Gipson's magnum opus was the fifteen-volume series The British Empire Before the American Revolution (15 vols., 1936–70) - the first three volumes were published by The Caxton Printers in Caldwell, Idaho, and the remaining volumes were published by Alfred A. Knopf in New York. Gipson spent decades on the project, completing the final volume only shortly before his death. Three of the volumes were given significant historical prizes:
- The Great War for the Empire: The Years of Defeat, 1754-1757 (volume 6): The 1948 Columbia University Loubat Prize
- The Great War for the Empire: The Victorious Years, 1758-1760 (volume 7): The 1950 Bancroft Prize of Columbia University
- The Triumphant Empire: Thunderclouds Gather in the West, 1763-1766 (volume 10): The 1962 Pulitzer Prize in History

Gipson believed that the American Revolution was a direct result of changes that occurred in the British Empire after 1763, due to Britain's victory in the French and Indian War/Seven Years' War, which he referred to as "The Great War for the Empire." His thesis is succinctly presented in his article "The American Revolution as an Aftermath of the Great War for the Empire, 1754-1763," which was published in the March 1950 issue of Political Science Quarterly. He paid tribute to his mentor in "Charles McLean Andrews and the Re-orientation of the Study of American Colonial History," which appeared in the July 1935 issue of the Pennsylvania Magazine of History and Biography.

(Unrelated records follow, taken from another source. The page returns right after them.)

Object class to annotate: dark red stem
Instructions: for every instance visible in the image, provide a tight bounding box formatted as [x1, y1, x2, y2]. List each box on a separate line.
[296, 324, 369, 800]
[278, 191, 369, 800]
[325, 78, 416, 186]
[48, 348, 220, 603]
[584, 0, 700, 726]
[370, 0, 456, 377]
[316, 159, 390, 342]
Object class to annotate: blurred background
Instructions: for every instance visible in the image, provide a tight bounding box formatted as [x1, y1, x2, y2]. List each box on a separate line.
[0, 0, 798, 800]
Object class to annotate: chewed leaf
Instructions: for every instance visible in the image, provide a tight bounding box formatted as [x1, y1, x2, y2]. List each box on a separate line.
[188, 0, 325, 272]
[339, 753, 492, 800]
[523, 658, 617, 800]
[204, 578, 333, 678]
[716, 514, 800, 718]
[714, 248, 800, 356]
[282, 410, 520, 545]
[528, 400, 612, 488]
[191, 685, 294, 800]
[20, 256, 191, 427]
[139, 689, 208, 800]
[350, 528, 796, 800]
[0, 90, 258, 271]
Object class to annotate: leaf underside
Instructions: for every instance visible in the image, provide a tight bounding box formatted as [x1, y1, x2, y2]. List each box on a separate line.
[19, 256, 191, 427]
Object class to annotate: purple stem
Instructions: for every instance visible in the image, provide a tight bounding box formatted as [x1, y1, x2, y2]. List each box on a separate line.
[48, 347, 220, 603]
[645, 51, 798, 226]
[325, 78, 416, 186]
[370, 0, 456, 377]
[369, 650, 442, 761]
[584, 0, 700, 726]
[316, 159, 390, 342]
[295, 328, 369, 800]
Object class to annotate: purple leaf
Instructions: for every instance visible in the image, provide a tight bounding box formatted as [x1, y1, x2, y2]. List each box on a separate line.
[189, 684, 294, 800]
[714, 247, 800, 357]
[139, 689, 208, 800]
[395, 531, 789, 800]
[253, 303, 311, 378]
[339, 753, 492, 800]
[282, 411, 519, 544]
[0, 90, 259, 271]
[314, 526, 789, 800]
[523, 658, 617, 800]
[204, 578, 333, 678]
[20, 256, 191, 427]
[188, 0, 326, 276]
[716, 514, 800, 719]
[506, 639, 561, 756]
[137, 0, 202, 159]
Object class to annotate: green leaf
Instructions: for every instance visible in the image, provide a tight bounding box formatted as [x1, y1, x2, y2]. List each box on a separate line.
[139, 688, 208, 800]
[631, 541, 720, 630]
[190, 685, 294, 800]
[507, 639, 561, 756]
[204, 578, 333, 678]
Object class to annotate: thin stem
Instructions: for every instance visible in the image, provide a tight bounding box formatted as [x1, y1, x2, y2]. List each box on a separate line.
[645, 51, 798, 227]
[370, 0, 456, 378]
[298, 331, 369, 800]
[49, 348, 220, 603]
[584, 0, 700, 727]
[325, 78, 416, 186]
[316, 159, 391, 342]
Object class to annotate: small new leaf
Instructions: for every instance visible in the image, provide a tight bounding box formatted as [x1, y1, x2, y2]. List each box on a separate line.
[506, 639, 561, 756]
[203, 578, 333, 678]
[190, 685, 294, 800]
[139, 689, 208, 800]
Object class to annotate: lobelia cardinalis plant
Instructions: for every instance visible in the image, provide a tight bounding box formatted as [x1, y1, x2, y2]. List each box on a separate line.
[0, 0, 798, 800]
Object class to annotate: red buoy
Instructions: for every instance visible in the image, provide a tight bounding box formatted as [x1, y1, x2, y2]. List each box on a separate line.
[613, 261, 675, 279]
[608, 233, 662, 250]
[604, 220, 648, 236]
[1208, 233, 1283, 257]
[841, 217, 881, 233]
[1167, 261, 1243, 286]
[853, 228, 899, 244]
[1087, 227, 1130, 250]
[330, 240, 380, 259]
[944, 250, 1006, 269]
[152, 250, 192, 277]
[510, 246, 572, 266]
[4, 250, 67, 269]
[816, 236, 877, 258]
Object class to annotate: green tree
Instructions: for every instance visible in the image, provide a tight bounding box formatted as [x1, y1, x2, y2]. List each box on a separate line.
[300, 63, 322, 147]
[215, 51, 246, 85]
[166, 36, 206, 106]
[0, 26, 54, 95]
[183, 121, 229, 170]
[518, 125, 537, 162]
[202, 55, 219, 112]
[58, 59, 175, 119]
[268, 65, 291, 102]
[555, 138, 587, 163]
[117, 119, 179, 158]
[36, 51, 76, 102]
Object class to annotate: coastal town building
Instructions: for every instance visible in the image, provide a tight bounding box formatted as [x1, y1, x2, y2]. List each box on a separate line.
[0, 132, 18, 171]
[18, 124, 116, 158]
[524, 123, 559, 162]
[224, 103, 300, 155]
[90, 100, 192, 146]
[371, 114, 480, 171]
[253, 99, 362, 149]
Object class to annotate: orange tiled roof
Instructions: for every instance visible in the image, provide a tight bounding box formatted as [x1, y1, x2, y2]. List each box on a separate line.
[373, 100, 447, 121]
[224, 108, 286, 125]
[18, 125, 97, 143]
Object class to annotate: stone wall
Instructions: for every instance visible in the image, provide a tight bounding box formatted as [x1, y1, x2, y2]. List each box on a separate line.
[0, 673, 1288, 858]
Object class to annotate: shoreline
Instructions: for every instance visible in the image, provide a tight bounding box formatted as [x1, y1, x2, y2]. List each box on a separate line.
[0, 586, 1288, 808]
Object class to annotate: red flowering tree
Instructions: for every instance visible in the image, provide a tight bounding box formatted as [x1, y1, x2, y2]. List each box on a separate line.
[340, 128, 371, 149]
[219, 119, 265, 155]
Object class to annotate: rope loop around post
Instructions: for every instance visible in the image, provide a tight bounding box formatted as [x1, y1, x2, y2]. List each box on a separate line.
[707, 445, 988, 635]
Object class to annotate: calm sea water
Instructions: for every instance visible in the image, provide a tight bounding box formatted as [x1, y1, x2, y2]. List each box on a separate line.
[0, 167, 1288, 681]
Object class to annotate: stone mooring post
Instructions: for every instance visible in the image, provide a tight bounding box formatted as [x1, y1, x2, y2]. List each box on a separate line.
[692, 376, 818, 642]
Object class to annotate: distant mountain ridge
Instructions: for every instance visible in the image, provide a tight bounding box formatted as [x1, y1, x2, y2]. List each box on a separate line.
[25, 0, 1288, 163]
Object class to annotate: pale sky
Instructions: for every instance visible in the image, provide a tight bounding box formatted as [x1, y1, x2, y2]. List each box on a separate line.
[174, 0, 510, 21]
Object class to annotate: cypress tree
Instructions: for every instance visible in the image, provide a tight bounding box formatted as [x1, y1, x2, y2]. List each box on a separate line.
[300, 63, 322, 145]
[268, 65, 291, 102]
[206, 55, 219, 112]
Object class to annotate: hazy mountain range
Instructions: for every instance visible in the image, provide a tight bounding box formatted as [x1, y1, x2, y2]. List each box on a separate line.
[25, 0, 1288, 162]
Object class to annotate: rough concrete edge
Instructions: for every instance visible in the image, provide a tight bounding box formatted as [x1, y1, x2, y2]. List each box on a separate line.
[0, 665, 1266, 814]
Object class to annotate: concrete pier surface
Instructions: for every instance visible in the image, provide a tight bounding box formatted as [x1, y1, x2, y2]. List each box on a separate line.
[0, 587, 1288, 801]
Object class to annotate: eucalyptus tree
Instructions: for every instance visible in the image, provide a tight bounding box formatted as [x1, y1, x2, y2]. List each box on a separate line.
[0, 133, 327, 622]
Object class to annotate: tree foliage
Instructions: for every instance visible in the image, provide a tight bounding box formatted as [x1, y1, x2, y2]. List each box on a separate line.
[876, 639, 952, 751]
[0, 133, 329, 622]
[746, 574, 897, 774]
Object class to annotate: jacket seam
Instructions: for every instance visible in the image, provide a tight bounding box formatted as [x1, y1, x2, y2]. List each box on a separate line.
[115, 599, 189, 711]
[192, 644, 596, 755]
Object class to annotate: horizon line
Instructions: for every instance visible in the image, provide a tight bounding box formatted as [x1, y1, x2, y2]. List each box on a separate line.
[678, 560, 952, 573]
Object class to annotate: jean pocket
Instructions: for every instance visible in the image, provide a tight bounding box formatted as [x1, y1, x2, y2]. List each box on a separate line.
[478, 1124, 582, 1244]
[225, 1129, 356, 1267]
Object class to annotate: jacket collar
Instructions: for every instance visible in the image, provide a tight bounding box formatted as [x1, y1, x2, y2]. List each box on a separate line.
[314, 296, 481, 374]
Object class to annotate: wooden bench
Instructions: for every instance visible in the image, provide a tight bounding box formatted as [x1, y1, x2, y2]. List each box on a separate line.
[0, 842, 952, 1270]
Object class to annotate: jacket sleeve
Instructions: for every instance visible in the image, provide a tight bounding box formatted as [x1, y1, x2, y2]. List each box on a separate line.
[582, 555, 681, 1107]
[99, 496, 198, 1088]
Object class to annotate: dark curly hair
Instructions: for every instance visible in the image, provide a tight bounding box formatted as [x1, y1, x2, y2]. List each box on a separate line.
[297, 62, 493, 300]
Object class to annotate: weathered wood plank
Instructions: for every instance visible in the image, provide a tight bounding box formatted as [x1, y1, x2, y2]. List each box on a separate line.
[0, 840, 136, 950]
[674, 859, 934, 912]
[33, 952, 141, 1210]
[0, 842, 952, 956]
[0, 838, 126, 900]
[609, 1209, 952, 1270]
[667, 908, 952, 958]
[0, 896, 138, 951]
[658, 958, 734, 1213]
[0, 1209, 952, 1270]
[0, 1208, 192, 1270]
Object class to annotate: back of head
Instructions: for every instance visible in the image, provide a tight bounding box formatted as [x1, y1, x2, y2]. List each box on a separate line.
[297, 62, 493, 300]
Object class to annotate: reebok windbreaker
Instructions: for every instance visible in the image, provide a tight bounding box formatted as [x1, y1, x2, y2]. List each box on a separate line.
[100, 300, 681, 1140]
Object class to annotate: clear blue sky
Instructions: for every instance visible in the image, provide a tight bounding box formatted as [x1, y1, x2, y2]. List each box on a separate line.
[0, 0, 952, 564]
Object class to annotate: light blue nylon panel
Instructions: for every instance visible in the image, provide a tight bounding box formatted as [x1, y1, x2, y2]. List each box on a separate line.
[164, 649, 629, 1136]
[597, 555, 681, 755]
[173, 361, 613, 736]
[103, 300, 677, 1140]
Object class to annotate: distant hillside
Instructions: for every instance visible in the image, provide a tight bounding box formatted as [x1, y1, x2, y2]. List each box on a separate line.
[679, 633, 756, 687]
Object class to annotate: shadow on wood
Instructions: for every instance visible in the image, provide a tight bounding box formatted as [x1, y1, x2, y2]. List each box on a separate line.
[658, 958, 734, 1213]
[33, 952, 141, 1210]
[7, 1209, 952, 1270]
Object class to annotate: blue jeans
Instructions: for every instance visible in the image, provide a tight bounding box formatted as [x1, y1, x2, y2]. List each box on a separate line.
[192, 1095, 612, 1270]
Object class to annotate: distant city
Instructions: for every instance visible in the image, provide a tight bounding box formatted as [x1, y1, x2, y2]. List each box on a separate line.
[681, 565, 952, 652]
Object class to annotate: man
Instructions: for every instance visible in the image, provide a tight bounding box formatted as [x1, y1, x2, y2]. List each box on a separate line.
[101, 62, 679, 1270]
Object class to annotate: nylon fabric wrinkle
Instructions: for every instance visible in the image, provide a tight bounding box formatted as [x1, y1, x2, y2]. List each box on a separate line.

One of Gipson's last publications was the introduction to a 1969 Festschrift for Ross J. S. Hoffman, who was a history professor at Fordham University. Gipson noted that he himself was a member of the Congregational Church and a descendant of the pilgrim William Brewster, while Hoffman was a convert to Roman Catholicism and a staunch defender of that faith - and yet they were good friends.

Gipson died on September 26, 1971, in Bethlehem, Pennsylvania; his ashes were buried in Caldwell. He left his entire estate to Lehigh University, providing the core funding for the Gipson Institute.